Tuhan Tidak Pernah Benar. Setiap jenjang kedewasaan yang lebih tinggi, demikian pengalaman saya bertutur, seringkali menertawakan jenjang kedewasaan di bawahnya. Ketika baru saja mulai belajar bekerja sebagai seorang sarjana baru di salah satu perusahaan Jepang, kerap kali dalam rapat saya ditertawakan orang karena berbicara dengan jargon-jargon universitas yang asing.
Tatkala baru belajar berbicara di depan umum, tidak sedikit orang yang mengatakan bahwa muka saya merah ketika didebat orang. Pada saat baru belajar memimpin orang, sejumlah bawahan memberi masukan kalau saya mudah sekali tersinggung. Pada tahapan-tahapan tertentu dalam kehidupan saya sebagai manusia, pernah terjadi Tuhan tidak pernah saya anggap benar.
Ketika belum jadi manajer, memohon ke Tuhan agar jadi manajer. Namun, begitu merasakan beratnya duduk di kursi pimpinan ini, maka Tuhan pun disesalkan. Tatkala naik bis kota sering berdoa agar punya mobil. Saat mobil sudah di tangan, kemudian menggerogoti kantong dengan seluruh kerusakannya, maka salah lagilah Tuhan.
Sekarang, ketika tabungan pengalaman dan kesulitan telah bertambah, rambut sudah mulai memutih, badan dan jiwa mulai lebih tahan bantingan, terlihat jelas, betapa naif dan kekanak-kanakannya saya pernah menjadi manusia.
Yang membuat saya super heran, ketika saya bertemu orang dengan umur yang lebih tua dari saya, tetapi memiliki tingkat kenaifan yang sama dengan saya ketika masih amat muda.
Bekerja dengan orang lain, bahkan termasuk dengan pemilik perusahaan pun, tidak ada yang dinilai benar dan pintar. Setiap orang, di mata orang ini, hanyalah kumpulan manusia yang tidak patut dihargai. Kecuali, tentunya manusia-manusia dengan isi kepala yang sama atau mau berkorban menyesuaikan diri sepenuhnya.
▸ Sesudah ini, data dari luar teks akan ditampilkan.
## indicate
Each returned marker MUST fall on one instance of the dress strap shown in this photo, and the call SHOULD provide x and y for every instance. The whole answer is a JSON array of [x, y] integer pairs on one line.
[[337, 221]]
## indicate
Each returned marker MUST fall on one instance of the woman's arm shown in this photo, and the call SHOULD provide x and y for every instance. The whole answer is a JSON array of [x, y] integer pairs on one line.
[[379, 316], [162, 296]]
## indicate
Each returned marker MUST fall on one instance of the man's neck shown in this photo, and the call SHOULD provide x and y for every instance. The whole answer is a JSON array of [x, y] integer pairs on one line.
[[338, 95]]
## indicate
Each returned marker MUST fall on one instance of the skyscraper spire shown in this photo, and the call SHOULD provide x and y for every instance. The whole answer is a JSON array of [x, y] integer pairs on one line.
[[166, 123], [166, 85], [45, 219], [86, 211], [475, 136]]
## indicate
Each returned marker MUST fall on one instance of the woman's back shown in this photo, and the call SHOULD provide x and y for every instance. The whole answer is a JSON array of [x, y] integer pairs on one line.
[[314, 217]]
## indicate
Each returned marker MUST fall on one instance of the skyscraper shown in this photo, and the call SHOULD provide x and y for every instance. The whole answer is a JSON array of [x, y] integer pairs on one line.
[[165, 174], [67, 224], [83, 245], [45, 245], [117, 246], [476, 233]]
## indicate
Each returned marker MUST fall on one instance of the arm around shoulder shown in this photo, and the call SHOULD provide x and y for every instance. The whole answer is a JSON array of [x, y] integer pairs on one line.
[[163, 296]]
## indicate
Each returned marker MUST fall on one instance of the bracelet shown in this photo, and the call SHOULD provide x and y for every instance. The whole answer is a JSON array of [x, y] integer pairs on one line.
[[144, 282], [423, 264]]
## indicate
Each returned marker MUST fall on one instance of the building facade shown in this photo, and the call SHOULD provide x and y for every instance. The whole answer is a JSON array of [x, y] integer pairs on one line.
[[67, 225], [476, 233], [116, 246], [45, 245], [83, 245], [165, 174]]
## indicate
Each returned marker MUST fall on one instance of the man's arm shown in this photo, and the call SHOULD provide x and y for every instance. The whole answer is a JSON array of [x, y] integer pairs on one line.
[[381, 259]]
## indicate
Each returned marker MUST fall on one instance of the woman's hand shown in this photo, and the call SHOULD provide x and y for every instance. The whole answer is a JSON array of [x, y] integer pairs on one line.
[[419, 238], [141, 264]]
Di salah satu perusahaan yang menjadi klien saya, orang mengenal seorang pimpinan yang diberi stempel Mr. Complain. Semua orang disekitarnya – dari sekretaris hingga bos besar – dikeluhkan begini dan begitu. Dengan saya, Tuhan pun sering di complain. Dari salah profesi, keliru memilih istri, anak-anak yang tidak bisa diurus, sampai dengan pemilik perusahaan yang dia sebut super kampungan. Sebagai hasilnya, ia memiliki koleksi musuh yang demikian banyak, pindah kerja dari satu tempat ke tempat lain, dan yang paling penting memiliki kehidupan yang kering kerontang.
Di mata orang-orang seperti ini, Tuhan senantiasa tidak pernah benar. Sulit sekali bagi manusia jenis ini untuk menerima saja lingkungan dan rezekinya. Yang ada hanyalah keluhan, keluhan dan keluhan.
Dengan sedikit kejernihan, diri kita sebenarnya karunia Tuhan yang paling berharga. Anda dengan hidung, mata, bibir, kepribadian, keterampilan, dan senyuman yang Anda miliki, hanya dimiliki oleh Anda sendiri.
Tukang jahit jarang sekali membuat satu model baju untuk satu orang saja. Arsitek sedikit yang gambarnya diperuntukkan hanya untuk satu orang saja. Kalau pun ada tukang jahit, pabrik mobil dan arsitek yang membuat desain khusus, dengan sangat mudah orang lain bisa menirunya.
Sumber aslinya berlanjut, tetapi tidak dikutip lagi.